Patrick Hollingworth: I got into mountaineering when I was studying at university. It was a distraction from my studies. It’s not easy to become a mountaineer in Australia, you have to learn the ropes in New Zealand. I did a technical mountaineering course there. I used mountaineering as a way to travel the world. Once a year I would embark on a different expedition to a different continent, a different mountain range. I studied geography, psychology and anthropology, so that all came together with mountaineering. It’s a good canvas for me to explore the world.
getAbstract: We find it really interesting that you use mountaineering to explain how organizations should deal with change. How did you come up with that idea?
Patrick Hollingworth: I always knew that mountaineering was a metaphor that could be used in many different facets of life. But it’s never been used very successfully in business. A lot of people use it as a way to illustrate the old way of doing business – dream big, push hard, set goals. It’s fairly traditional management speak. But I didn’t buy into that and I thought mountaineering wasn’t being used very effectively. I felt that by focusing more specifically on the alpine style of mountaineering, as opposed to the expedition style, if would be a useful metaphor to articulate what the new world of business demands of all organization in terms of flexibility and responsiveness to uncertainty. You know, everyone is talking about being agile.
getAbstract: Can you tell us about your personal experience with both styles of mountaineering, alpine and expedition?
Patrick Hollingworth: When I first learned to climb, it was alpine style. Later, when I started climbing the bigger mountains, particularly the Himalayas, I started climbing expedition style. But I realized very quickly that expedition style didn’t suit me. Expedition style is about trying to control the external environment to meet your skill set. It’s about simplification. You try to eradicate uncertainty, ambiguity and complexity, whereas in alpine style your embrace those things. You might hear alpine style described as meeting the mountain on her ground, or at her level. It’s not about reducing complexity or the difficult of the mountain.
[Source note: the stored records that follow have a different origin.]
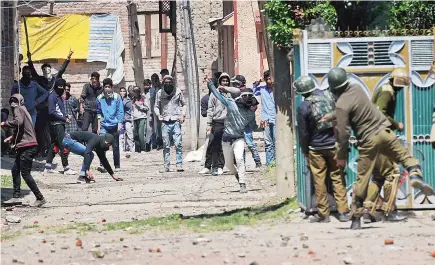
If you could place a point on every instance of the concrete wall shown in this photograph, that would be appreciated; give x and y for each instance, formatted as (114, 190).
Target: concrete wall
(206, 46)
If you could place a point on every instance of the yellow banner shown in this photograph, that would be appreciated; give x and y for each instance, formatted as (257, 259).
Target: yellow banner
(53, 37)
getAbstract: So, when you’re talking to businesspeople, how do you explain this alpine approach to them so that they can put it into practice?
Patrick Hollingworth: My recommendation is to start small. The traditional approach to transforming an organization would be to announce it to the world and set a three- or five-year time frame. It’s announced top-down and it’s fixed. That sort of approach to transformation used to work, but now, in a world that is increasingly interconnected, complex and unpredictable, by the time you’ve implemented your three- or five-year transformation project, by the time you’ve changed, the context may have completely changed as well. Transformation is something that has to be top-down, bottom-up, inside-out.
So, my recommendation is to start small. Ask yourself, what can we do now? An alpine style climber would scope the route and ask: What are the conditions now? How are the conditions likely to change? What pieces of equipment are we likely to use? In other words, what’s the context?
getAbstract: One last question, we heard that you take businesspeople on trips to do some climbing as part of your leadership training program. What’s that experience like?
Patrick Hollingworth: Yes, we go out to New Zealand. We don’t to technical mountaineering, it’s more about using the landscape and looking at people’s natural responses to uncertainty and complexity. We want to help people get away from the artificial construct of the office environment, and reconnect in a natural environment. Most people find that refreshing and inspiring. The mountain environment is a good natural setting to let that happen.
getAbstract: The getAbstract team will definitely join you if you ever do this in Switzerland! Thank you for the wonderful interview, Patrick.